La leggenda attribuisce ai gesti delle statue dei Fiumi significati dettati dalla rivalità e inimicizia fra Bernini e Borromini, autore dell'antistante chiesa di Sant'Agnese in Agone: il Plata alza la mano per scongiurare la caduta della facciata della chiesa.

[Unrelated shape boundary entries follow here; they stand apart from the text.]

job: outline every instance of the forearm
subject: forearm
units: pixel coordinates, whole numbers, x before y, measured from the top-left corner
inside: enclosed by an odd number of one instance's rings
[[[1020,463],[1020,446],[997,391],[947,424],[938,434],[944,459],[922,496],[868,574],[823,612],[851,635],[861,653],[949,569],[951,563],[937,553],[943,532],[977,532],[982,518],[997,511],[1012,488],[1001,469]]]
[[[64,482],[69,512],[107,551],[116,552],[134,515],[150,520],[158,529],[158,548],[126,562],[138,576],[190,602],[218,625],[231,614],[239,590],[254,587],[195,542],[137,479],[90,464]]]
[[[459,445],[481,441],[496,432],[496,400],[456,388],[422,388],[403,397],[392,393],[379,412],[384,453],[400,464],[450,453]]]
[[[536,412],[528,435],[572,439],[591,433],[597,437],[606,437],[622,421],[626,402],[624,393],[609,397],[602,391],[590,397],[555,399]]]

Il Nilo ha il capo velato, per l'allusione alle sue sorgenti all'epoca ignote e per non vedere gli orrori della costruzione borromiana che a sua volta la Statua di Sant'Agnese, alla base del campanile della chiesa, assicura con la mano sul petto che non cadrà.
Per far fronte alle spese della sua costruzione, oltre 29 mila scudi, il Papa Innocenzo X mise una tassa sul pane per cui il popolo protestò fino a quando nel 1651 il Bernini presentò la sua opera finita ed allora anche la plebe applaudì.
La Chiesa di Sant'Agnese in Agone fu eretta nel luogo ove, secondo la tradizione, la Santa fu esposta nuda alla gogna e fu ricoperta dai suoi capelli scioltisi prodigiosamente. La costruzione iniziata sotto Innocenzo X nel 1652 da Girolamo e Carlo Rainaldi fu ultimata dal Borromini tra il 1653 e il 1657.